Ser um ex-chefe de Estado não concede imunidade
De acordo com Ana Flávia Velloso, especialista em direito internacional pela Universidade de Brasília (UnB), caso seja futuramente condenado com a emenda de Bonelli em vigor, a condição de ser um ex-chefe de Estado não o isentaria do impedimento de ter uma nacionalidade italiana.
"As imunidades alcançam o chefe de Estado e não o ex-chefe de Estado. Além disso, essas imunidades não tem a ver com a questão da nacionalidade. As leis relativas à nacionalidade são da soberania exclusiva do Estado. Cada Estado decide quem são os seus nacionais, criando os seus próprios critérios", afirma.
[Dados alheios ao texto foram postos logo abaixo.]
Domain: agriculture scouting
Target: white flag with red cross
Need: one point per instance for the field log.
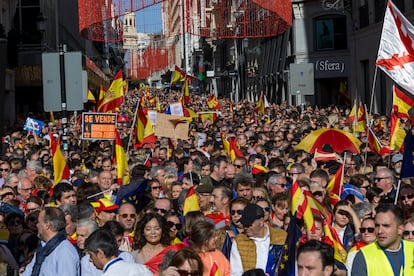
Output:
(396, 53)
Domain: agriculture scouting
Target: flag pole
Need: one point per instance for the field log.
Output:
(372, 89)
(398, 191)
(132, 126)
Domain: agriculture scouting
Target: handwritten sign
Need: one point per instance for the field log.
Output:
(98, 126)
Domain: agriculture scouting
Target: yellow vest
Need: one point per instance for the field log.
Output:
(378, 264)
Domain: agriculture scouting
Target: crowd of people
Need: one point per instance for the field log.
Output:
(90, 225)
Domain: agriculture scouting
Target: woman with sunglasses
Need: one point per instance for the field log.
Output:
(236, 210)
(185, 262)
(346, 223)
(174, 226)
(368, 235)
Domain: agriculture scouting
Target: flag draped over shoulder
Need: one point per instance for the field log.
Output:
(191, 201)
(121, 159)
(144, 129)
(114, 96)
(60, 167)
(335, 187)
(396, 54)
(213, 103)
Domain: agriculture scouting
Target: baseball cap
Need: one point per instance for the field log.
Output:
(396, 158)
(204, 188)
(250, 213)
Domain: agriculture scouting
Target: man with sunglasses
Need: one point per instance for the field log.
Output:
(384, 179)
(389, 255)
(407, 200)
(260, 246)
(127, 217)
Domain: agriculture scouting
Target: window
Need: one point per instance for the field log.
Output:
(330, 32)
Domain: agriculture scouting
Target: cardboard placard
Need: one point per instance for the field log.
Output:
(165, 127)
(98, 126)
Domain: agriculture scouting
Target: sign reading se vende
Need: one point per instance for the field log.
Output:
(98, 126)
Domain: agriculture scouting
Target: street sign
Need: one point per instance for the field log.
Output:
(98, 126)
(302, 79)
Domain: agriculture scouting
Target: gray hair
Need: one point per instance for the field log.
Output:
(362, 208)
(92, 224)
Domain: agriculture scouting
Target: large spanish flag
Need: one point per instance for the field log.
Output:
(144, 129)
(121, 160)
(191, 201)
(114, 96)
(60, 167)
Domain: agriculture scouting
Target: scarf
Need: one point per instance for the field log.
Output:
(43, 251)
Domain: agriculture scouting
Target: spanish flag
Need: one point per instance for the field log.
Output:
(60, 167)
(121, 159)
(114, 96)
(191, 201)
(144, 129)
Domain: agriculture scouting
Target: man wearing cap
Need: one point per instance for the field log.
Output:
(259, 246)
(204, 195)
(105, 210)
(396, 163)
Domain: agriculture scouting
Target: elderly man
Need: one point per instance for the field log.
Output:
(127, 217)
(260, 246)
(55, 255)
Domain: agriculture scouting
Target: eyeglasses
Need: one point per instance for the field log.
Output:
(317, 193)
(239, 212)
(124, 216)
(408, 196)
(266, 209)
(343, 213)
(187, 273)
(160, 210)
(380, 178)
(15, 222)
(257, 197)
(406, 233)
(178, 226)
(366, 229)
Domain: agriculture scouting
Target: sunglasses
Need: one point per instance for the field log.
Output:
(409, 196)
(124, 216)
(406, 233)
(239, 212)
(380, 178)
(266, 209)
(257, 197)
(367, 229)
(317, 193)
(160, 210)
(343, 213)
(187, 273)
(171, 224)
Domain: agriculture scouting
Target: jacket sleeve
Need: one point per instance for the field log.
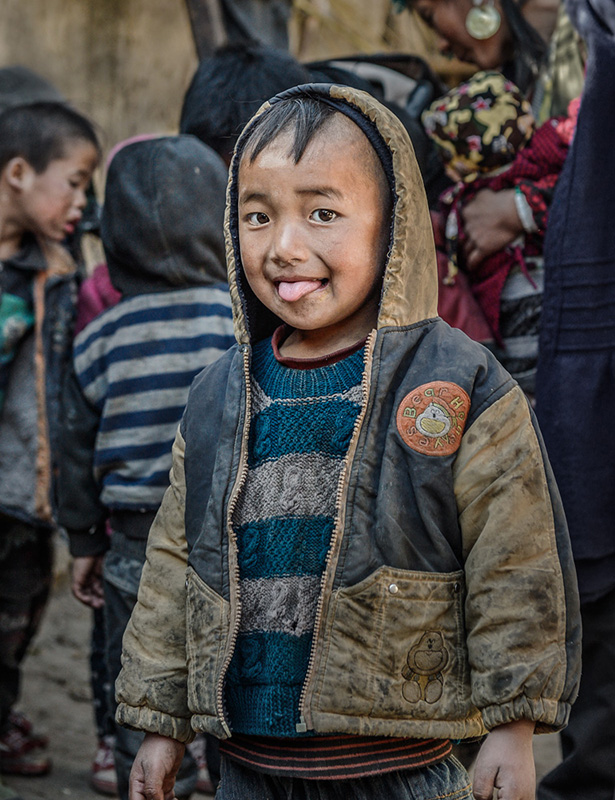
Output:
(152, 687)
(522, 608)
(79, 508)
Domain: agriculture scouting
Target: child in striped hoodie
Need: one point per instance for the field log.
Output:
(162, 230)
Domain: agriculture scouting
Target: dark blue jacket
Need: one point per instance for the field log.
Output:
(576, 370)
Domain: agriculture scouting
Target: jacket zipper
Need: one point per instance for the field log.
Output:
(241, 477)
(305, 719)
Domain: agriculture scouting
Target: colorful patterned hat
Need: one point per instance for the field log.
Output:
(480, 125)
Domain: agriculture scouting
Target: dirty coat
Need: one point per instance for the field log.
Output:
(448, 604)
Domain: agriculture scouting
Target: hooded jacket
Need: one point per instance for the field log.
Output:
(448, 603)
(162, 231)
(30, 415)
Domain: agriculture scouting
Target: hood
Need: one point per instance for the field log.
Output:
(410, 285)
(162, 221)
Segundo a especialista, caso exista um cenário que prejudique o ex-presidente, Bolsonaro será impedido de obter a sua cidadania italiana por órgãos responsáveis pela entrega de nacionalidades.
Bolsonaro foi agraciado com cidadania honorária em vila italiana
Em outubro de 2021, quando ainda era presidente da República, Bolsonaro foi agraciado com o título de cidadão honorário da pequena vila de Anguillara Veneta, onde moraram os seus antepassados.
A concessão do título a Bolsonaro dividiu opiniões no país. A responsável por conceder a honraria foi a prefeita da cidade, Alessandra Buoso, que é filiada a um partido de extrema-direita do país. Nas ruas da vila, moradores fizeram protestos contra o ex-presidente, mencionando a sua postura durante a pandemia de covid-19.
A especialista em direito internacional explica que a homenagem não possui fundamentos jurídicos que se equivalem a uma concessão de nacionalidade. Desta forma, o fato de ser um cidadão honorário da vila não garante direitos que podem o transformar em um cidadão italiano.